Он не знал, как безуспешно воюют с ленью, как блаженно, прикрывая глаза, в сладкой истоме, сдаются на милость победительницы.
Что-то не мужское, испорченное чудилось ему в этой сладости, гнездившейся в восточных, влажных, покойных глазах его друзей.
Этой сладости он не понимал, вкуса ее не чувствовал.
Улицы Махачкалы затихали; и только на одном дворе пронзительно выкрикивала женщина:
— Магома-а! Ай, Магома-а!
Негромкий мужской смех слышался с другой стороны улицы.
— Слушай, слушай, что он сказал… — говорил кто-то высоким веселым голосом, и опять смеялись — молодо, сытно, всеми легкими.
Там, наверное, и стоял ее Магома, болтая с друзьями, — с полудня.
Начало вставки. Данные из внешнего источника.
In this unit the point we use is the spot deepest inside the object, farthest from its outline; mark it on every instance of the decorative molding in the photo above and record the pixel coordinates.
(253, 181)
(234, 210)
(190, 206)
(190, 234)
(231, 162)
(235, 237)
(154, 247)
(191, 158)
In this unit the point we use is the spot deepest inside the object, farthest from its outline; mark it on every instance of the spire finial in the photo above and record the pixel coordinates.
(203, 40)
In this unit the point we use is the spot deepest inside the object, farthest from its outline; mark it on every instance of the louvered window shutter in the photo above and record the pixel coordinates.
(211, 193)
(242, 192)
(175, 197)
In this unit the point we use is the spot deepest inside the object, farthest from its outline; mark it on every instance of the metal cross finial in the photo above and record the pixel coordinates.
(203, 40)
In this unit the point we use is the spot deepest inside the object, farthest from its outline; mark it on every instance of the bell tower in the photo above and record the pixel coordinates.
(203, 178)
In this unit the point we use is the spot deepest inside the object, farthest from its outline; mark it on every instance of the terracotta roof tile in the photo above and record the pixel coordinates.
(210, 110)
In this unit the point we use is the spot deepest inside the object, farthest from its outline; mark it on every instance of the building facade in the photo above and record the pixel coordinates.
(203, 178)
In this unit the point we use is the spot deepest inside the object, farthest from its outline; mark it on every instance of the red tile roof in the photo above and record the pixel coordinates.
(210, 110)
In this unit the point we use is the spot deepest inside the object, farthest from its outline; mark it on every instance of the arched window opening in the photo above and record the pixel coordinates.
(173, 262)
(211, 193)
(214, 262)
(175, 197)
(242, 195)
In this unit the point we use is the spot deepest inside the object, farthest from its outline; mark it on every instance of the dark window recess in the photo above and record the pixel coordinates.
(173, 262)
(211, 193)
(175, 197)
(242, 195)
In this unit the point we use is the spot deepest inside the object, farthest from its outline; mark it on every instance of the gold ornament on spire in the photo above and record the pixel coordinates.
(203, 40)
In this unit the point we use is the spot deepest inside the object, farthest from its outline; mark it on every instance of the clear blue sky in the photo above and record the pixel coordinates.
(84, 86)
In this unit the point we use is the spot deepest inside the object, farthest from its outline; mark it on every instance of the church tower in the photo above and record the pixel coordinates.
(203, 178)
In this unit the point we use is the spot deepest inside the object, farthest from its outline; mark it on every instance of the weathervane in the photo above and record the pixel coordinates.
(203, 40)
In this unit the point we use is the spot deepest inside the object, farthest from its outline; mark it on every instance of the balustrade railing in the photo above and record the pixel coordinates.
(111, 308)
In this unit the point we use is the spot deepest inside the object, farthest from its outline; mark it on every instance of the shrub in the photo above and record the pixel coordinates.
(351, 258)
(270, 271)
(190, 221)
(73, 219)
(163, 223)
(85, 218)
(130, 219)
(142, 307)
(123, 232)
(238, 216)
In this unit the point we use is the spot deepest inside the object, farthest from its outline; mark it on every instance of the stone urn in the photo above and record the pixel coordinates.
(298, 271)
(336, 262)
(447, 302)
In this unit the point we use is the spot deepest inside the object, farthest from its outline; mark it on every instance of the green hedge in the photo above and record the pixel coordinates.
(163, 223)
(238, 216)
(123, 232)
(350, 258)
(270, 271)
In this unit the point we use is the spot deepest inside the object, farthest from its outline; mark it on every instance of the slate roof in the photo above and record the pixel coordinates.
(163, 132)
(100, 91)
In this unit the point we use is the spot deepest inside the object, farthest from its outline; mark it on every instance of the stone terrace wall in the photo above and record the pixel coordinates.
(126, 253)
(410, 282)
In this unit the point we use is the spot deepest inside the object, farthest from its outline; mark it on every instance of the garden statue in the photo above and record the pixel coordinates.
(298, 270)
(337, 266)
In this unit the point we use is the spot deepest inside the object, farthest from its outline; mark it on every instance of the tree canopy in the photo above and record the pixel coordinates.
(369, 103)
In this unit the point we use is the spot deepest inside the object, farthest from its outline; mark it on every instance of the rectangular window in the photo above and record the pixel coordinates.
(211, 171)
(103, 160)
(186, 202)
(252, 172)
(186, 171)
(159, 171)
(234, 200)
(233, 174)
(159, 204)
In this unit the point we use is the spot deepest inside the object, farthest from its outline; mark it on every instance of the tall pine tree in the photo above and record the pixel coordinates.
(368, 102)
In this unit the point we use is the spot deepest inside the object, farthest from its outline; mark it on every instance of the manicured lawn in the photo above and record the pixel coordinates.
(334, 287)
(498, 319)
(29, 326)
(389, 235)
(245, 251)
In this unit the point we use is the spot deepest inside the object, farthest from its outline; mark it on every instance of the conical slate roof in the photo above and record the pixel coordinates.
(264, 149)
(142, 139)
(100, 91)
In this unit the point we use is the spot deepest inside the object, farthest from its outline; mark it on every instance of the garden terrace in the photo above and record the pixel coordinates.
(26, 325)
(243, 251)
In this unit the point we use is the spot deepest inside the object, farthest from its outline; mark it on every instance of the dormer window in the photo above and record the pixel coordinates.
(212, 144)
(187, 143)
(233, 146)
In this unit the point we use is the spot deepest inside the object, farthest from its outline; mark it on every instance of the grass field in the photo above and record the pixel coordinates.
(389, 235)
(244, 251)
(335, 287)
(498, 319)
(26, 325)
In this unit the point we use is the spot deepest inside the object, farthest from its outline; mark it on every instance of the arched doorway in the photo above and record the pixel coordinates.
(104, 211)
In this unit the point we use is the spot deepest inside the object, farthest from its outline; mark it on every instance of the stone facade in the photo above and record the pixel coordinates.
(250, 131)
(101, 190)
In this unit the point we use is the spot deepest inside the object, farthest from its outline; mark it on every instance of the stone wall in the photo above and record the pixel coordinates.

Здесь умели стоять на улицах часами, похохатывая, плавясь от жары, пьянея от дружеской беседы, от той особой уважительности, которая присутствует в разговорах горцев в гораздо больших дозах, чем в утонченных беседах дипломатов.
Этой уважительности не то чтобы выучивались — она укоренялась сама собой, издавна. Происходил как бы искусственный отбор — мужчина, имевший дурную привычку разговаривать с мужчинами недостаточно уважительно, недолго задерживался на этом свете — его приносили домой на бурке, залитой кровью, и сыновья убитого, вырастая (и, разумеется, отомстив за кровь отца), становились уже заметно более вежливыми. Так вырабатывался особый горский хороший тон, который не может быть выработан никаким словесным воспитанием.
…Здесь умели медленно, со вкусом, без суетливой поспешности, недостойной мужчины, подходить к разговору: «Все ли в порядке дома? Мать, отец здоровы ли? Жена, дети? Твое здоровье как?.. Какое лето стоит, э? Скоро, думаю, будем кушать персики…»
Здесь расходились, довольные беседой, как хорошо, умело сделанным делом.
Все это он думал изменить, повернуть, заставить быстрее двигаться; он мечтал разгорячить кровь литературной жизни своей маленькой страны — подобно тому, как любимый его поэт, Лермонтов, по счастливому выражению Б. Эйхенбаума, «разгорячил кровь русской поэзии…».